IbIn Bangalore’s Senior Citizen initiative has taken the lead in suggesting comprehensive measures for the care of the elderly to ensure that they live a dignified and fulfilling existence in their sunset years…
By Dr Alexander Thomos
India is experiencing a rapid demographic transition characterised by a significant increase in the numbers of the elderly. In 2011, this segment accounted for 8.2 percent of the country’s population. But, by 2050, it is expected to touch the 20 percent mark.
The needs of India’s older adults are unique. Owing to the society’s diverse cultural and socio-economic composition, our elderly segment must thus be addressed at many levels. This warrants adopting a holistic approach that includes strengthening health care, facilitating economic empowerment and promoting social integration. Not only that, but vulnerable groups among the elderly – rural women, the widowed, the disabled, the SC/ST sections of the populace, tribals, migrants, refugees and the homeless – require even closer attention.
The most effective approach would be to foster collaboration among seemingly diverse stakeholders so that the needed momentum for the care of the elderly is reached, their rights are preserved and a dignified and fulfilling life becomes a reality for them.

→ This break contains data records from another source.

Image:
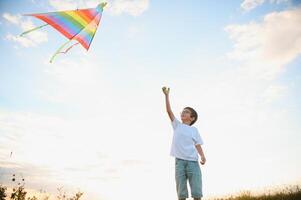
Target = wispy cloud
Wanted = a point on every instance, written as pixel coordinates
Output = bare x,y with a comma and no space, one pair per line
115,7
33,39
248,5
266,47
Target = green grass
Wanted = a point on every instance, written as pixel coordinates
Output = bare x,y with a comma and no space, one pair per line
288,193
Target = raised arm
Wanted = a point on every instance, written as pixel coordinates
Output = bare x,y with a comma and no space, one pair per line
201,153
168,108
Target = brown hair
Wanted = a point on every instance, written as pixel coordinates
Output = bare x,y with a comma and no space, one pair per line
193,113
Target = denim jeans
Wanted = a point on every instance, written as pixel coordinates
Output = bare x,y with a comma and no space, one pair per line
191,171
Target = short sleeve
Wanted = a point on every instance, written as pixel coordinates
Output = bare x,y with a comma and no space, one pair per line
175,123
196,137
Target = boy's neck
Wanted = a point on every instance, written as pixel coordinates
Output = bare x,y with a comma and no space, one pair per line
187,123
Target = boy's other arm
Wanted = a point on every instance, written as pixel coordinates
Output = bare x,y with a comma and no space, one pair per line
167,102
201,153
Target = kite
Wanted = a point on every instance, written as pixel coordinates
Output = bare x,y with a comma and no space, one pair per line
77,25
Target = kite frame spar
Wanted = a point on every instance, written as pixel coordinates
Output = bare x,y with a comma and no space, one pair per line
99,9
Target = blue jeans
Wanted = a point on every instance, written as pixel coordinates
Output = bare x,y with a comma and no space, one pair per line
191,171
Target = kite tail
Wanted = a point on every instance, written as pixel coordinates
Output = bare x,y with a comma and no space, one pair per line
36,28
59,50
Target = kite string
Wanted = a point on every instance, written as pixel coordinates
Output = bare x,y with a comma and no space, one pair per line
59,51
36,28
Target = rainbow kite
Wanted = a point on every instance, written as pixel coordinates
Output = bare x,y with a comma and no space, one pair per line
79,25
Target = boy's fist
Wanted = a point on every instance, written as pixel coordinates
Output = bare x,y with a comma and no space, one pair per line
165,90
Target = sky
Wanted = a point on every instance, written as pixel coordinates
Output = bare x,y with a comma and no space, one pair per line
95,120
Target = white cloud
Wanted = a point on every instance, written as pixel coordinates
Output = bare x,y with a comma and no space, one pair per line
248,5
133,7
15,19
273,92
32,39
114,7
264,48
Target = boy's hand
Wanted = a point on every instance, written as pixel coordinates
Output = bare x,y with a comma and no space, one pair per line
165,90
203,160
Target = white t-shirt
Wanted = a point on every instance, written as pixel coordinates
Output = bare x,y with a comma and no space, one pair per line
185,138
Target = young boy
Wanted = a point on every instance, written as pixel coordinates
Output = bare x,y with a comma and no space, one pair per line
186,145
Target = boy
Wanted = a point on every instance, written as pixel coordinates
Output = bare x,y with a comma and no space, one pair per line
186,145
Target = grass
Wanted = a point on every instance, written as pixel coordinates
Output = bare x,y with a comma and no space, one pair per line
19,192
292,192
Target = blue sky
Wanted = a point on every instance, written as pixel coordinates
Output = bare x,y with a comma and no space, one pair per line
97,118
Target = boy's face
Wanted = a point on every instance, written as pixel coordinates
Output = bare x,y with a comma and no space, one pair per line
185,115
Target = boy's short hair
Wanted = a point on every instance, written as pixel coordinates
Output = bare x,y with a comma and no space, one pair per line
193,114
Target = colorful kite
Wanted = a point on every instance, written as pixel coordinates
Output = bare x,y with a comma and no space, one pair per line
79,25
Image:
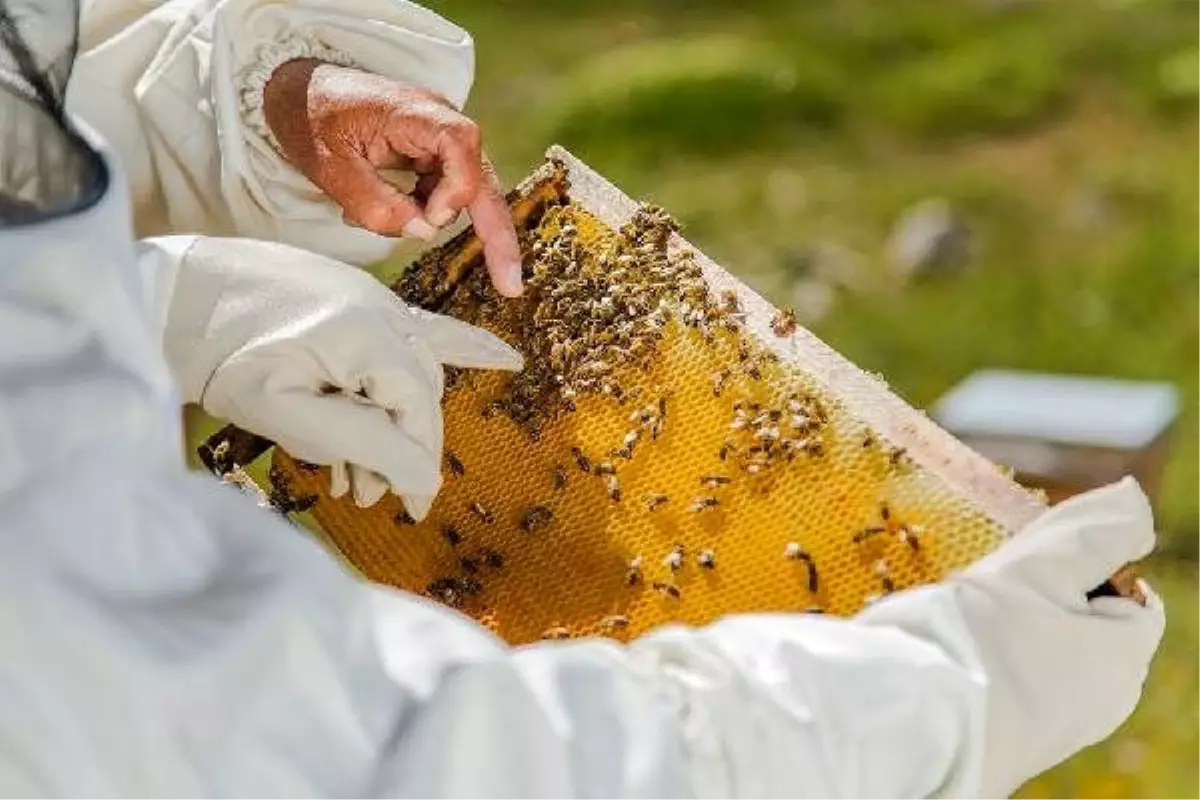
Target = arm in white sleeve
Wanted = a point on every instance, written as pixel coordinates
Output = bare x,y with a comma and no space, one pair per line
177,88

Aspirations for the Elderly is the first element of this collaborative effort. India Backbone Implementation Network (IbIn) is anchoring an initiative for elderly healthcare. Based on a national think tank of experts’ in-depth knowledge and first-hand experience of the needs of the elderly, the related legislation and state policy and the strengths and weaknesses of elder care programmes in our country, the NTT recommends five major areas of focus in elder care – health, social, financial, empowerment and legal.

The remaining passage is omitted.